I don’t agree. I think that if society carries on in the current fashion, if it doesn’t blow itself up, we will end up with an omnipotent global leftist State rule, like that described in Brave New World. And I think that world will be evil, no matter how comfortable and “fair” and egalitarian it might be.

The vast majority of creationists I know personally do not seek political power for the Church. There are some who do want the Church to control the state, but I see no evidence that they are the majority of creationists. What most creationists want is simply to opt out of compulsory evolution teaching in 9th-grade biology; or at least, if evolution is taught, to allow criticisms to be taught alongside it. And though they publish volumes of anti-evolution material, it is all on the free market, and is forced on no one, and is entirely subsidized by religious believers and book-buyers. I don’t have the slightest fear that any creationist will ever take away even the tiniest smidgen of my civil rights. And even if they wanted to, they would need Constitutional Amendments to do so, and they would never get enough votes. I can mock their reading of the Bible with impunity, I can watch Monty Python and the Holy Grail in any theater, and I can I thumb my nose at them freely, without the slightest fear that they can ever do anything to me in reprisal. What on earth are you worried about?

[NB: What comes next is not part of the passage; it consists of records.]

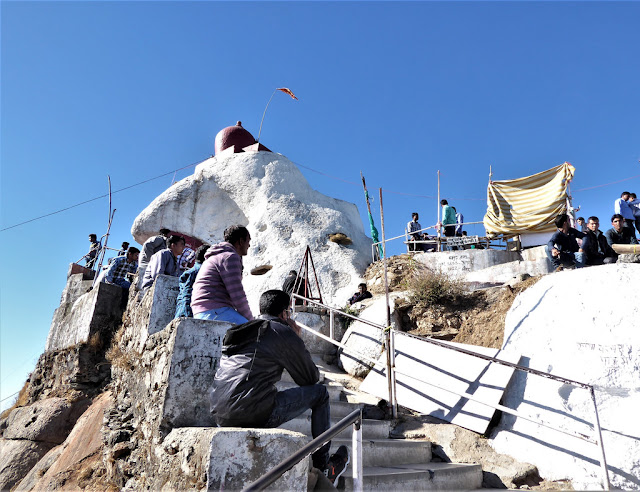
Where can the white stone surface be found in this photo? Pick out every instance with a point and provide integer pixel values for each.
(581, 325)
(365, 339)
(447, 369)
(195, 357)
(267, 193)
(241, 456)
(78, 318)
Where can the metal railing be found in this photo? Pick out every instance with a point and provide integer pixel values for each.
(392, 372)
(439, 240)
(280, 469)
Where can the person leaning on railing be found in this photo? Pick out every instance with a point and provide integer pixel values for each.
(254, 355)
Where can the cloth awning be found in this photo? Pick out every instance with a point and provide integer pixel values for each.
(528, 204)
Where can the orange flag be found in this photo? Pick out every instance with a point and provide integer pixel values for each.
(287, 91)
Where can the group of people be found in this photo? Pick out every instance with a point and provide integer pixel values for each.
(451, 225)
(256, 348)
(586, 244)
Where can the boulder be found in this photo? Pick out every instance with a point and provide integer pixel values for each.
(576, 324)
(268, 194)
(18, 457)
(48, 420)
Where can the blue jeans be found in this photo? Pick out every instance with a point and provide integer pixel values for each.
(293, 402)
(222, 314)
(566, 258)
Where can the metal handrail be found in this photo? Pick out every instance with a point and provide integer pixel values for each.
(393, 371)
(276, 472)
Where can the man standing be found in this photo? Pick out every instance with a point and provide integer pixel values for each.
(622, 207)
(562, 248)
(361, 295)
(187, 279)
(448, 219)
(619, 233)
(254, 354)
(121, 266)
(164, 262)
(595, 247)
(94, 249)
(218, 293)
(150, 247)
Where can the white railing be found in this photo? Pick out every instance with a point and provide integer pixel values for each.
(392, 371)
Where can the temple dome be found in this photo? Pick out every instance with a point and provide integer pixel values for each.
(233, 136)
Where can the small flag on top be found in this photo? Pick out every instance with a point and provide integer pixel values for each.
(287, 91)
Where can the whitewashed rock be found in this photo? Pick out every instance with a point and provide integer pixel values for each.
(581, 325)
(266, 193)
(366, 339)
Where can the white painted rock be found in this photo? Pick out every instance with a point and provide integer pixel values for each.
(365, 339)
(582, 325)
(267, 193)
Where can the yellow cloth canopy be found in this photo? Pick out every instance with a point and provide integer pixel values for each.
(528, 204)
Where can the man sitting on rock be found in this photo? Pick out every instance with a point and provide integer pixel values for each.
(619, 233)
(361, 295)
(150, 247)
(164, 262)
(254, 355)
(595, 247)
(562, 249)
(218, 293)
(121, 267)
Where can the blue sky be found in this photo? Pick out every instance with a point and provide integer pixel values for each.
(397, 90)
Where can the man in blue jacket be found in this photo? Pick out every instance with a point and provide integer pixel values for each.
(562, 249)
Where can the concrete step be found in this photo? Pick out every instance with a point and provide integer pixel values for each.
(419, 476)
(371, 429)
(335, 390)
(286, 377)
(339, 409)
(389, 452)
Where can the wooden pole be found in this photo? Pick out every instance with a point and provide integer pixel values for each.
(440, 229)
(390, 368)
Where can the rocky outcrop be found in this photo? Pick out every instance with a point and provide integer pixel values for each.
(266, 193)
(580, 325)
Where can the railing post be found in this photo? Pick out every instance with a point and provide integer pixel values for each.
(332, 320)
(603, 458)
(356, 451)
(392, 367)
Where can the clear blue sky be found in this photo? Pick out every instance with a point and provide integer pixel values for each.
(397, 90)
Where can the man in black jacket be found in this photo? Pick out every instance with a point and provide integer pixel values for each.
(594, 245)
(254, 355)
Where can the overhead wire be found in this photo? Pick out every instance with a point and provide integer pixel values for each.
(297, 164)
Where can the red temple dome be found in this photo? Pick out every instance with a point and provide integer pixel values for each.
(233, 136)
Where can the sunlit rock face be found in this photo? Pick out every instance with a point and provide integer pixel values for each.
(266, 193)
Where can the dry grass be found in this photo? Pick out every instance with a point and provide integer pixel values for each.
(428, 288)
(21, 401)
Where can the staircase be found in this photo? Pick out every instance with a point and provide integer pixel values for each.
(389, 464)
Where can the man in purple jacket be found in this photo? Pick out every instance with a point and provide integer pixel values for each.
(218, 293)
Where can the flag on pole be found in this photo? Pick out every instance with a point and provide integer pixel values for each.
(287, 91)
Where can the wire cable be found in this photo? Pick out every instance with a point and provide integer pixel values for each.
(101, 196)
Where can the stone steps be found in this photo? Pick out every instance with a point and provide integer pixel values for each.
(419, 476)
(389, 452)
(371, 429)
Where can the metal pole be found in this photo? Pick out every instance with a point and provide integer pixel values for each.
(356, 451)
(394, 409)
(439, 248)
(603, 458)
(331, 325)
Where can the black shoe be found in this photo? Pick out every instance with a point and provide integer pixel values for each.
(337, 464)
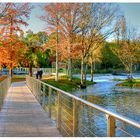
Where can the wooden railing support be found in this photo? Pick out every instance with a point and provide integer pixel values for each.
(75, 117)
(110, 126)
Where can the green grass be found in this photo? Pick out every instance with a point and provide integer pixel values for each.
(65, 84)
(134, 84)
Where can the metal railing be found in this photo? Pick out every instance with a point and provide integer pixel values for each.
(77, 117)
(4, 86)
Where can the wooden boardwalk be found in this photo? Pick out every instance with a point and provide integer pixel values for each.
(22, 115)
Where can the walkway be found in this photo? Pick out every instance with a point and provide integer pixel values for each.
(22, 115)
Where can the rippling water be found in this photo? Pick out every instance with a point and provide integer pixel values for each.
(117, 99)
(124, 101)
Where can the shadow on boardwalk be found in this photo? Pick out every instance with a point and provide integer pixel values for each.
(22, 115)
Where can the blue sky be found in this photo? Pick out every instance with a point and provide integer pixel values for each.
(131, 11)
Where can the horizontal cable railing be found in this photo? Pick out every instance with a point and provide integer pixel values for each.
(77, 117)
(4, 86)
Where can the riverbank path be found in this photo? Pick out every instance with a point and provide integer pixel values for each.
(23, 116)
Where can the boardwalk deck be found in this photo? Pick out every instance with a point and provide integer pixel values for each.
(22, 115)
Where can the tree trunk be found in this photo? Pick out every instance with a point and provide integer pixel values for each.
(82, 71)
(70, 69)
(11, 72)
(56, 75)
(91, 72)
(86, 68)
(30, 70)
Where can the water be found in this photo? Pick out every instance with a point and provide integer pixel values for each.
(124, 101)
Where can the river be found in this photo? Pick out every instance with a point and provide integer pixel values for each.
(124, 101)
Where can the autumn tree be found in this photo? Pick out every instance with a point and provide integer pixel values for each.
(52, 17)
(95, 26)
(34, 53)
(128, 47)
(16, 15)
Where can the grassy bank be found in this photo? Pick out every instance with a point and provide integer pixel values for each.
(134, 84)
(65, 84)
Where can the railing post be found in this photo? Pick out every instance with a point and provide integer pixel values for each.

On the other hand, the secular right-wingers could be a great danger. They would produce a society, not like Brave New World, but like 1984.

Again, a truly conservative thinker would reject both Brave New World and 1984, and would hold out for traditional balance, moderation, freedom of discussion, checks and balances to avoid tyranny, a good education system (preferably using a Great Books model, but there are others), etc. And a truly conservative thinker would be very worried about the way polemically loaded terms like “sexism”, “homophobia” etc. are thrown around; they heat up the atmosphere and thus prepare the way for demagoguery. Calm, analytical discussion, open debate, and a return to a good Classical education are all things that can reduce the temperature and avoid ideological extremes which can only lead to slavery.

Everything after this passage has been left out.